Un corps, recouvert d'un drap blanc.
De ce corps il ne reconnait encore rien, mais ce qu'il voit à côté le cloue de terreur : Sig est là, le regard vide, au pied d'un lit de campagne recouvert d'un lin blanc... un linceul.
En voyant l'animal... il a compris.
D'abord il n'a pas de réaction. Il est frappé d'une stupeur et d'un vide sans nom qui lui interdit tout mouvement, même de l'âme. Et puis, lentement, afflue une émotion tranchante comme un rasoir, lacérante comme un coutelas et déchirante comme un fouet...
Il a l'impression de mourir.
La suite... il ne s'en souvient qu'à peine.
Le drap qui se soulève. La femme qui lui demande d'une voix triste s'il reconnait le corps... A peine en vérité. C'est celui de son cauchemar. Bien sûr qu'il le reconnait, mais plus aucun son ne sort de sa bouche. Est-ce que cette réaction a servi de réponse, il ne sait plus. Tout ce qu'il sait c'est qu'il est reparti avec Sig et des effets personnels bien trop familiers... tout ce qui lui restait...

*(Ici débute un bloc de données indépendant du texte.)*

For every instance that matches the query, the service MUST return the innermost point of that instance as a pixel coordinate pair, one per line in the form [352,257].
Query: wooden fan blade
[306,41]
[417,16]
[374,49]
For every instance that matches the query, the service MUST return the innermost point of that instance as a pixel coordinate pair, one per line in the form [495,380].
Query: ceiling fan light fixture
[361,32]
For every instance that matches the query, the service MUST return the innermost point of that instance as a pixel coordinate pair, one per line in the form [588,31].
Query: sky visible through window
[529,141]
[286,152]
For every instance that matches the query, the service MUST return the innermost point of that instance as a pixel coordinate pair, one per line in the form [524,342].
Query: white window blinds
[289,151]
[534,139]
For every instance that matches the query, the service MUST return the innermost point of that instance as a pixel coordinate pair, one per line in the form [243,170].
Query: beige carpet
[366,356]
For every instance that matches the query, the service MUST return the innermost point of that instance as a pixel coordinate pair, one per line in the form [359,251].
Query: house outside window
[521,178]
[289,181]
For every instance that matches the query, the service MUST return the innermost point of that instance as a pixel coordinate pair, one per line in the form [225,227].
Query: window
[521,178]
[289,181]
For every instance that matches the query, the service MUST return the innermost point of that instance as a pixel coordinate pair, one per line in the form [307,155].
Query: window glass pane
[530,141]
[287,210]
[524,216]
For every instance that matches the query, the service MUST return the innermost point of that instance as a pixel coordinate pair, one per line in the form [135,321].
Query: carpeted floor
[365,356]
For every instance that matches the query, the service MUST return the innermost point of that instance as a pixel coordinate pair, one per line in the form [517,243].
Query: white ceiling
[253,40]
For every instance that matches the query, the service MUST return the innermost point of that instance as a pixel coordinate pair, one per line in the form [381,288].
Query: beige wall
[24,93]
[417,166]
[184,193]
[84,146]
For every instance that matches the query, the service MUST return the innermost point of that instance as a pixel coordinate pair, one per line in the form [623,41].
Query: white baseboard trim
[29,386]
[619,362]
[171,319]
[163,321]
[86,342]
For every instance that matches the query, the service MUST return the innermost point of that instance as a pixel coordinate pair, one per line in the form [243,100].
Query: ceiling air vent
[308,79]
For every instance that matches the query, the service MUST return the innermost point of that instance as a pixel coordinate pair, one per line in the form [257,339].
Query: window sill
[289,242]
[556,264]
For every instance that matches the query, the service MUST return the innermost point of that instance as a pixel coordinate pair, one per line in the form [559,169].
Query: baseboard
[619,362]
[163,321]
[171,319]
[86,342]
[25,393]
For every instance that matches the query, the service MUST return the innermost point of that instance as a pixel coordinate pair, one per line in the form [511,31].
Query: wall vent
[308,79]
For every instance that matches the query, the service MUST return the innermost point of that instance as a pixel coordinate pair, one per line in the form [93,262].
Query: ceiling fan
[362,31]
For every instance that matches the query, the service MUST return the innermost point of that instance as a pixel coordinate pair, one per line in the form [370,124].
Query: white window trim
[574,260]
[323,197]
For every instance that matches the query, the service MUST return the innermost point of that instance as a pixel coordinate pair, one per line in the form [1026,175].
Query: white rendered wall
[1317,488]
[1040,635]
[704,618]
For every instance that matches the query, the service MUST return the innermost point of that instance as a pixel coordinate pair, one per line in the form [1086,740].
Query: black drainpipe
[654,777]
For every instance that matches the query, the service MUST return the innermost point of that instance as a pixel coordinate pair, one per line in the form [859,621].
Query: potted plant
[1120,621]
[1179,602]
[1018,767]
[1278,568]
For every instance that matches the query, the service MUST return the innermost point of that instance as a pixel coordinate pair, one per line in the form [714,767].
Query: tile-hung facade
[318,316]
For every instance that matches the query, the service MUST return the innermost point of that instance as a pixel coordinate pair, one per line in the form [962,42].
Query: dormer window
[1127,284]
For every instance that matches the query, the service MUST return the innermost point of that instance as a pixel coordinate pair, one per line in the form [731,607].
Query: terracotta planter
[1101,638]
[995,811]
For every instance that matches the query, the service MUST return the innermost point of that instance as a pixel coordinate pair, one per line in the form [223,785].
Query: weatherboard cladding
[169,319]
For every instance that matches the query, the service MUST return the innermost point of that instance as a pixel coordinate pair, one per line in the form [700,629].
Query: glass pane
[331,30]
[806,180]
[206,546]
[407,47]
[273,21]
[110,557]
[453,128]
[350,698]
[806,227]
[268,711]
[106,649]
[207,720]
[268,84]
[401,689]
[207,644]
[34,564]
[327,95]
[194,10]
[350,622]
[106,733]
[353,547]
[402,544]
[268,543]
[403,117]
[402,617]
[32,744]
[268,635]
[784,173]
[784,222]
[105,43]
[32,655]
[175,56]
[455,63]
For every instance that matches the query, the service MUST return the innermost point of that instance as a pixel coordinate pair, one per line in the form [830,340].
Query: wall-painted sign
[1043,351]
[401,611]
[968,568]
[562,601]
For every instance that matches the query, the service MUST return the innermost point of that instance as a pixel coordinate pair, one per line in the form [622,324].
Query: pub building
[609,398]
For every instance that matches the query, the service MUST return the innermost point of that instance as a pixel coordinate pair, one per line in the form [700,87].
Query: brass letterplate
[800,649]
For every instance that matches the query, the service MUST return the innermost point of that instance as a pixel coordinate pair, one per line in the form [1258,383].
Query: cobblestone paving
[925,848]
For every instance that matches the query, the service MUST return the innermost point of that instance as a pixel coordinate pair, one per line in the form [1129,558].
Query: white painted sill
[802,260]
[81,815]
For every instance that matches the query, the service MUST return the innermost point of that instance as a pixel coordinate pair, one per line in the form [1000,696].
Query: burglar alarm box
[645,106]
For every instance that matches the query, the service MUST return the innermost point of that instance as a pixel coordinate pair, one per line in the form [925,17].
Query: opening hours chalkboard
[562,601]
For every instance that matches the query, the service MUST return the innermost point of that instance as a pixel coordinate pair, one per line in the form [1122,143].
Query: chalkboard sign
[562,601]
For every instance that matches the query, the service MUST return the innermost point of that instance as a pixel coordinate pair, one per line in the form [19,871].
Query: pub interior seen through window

- "On a fait tout ce qu'on a pu." avait-elle ajouté. "Elle a franchi les portes de la ville déjà mourante. Elle n'a pu que citer votre nom."
Le chagrin ne le rattrapa qu'au retour dans son foyer, l'emportant comme un terrible raz-de-marée qui lui laissait l'âme fracassée contre les récifs du réel. Morte... elle était morte.
Il voudrait mourir aussi.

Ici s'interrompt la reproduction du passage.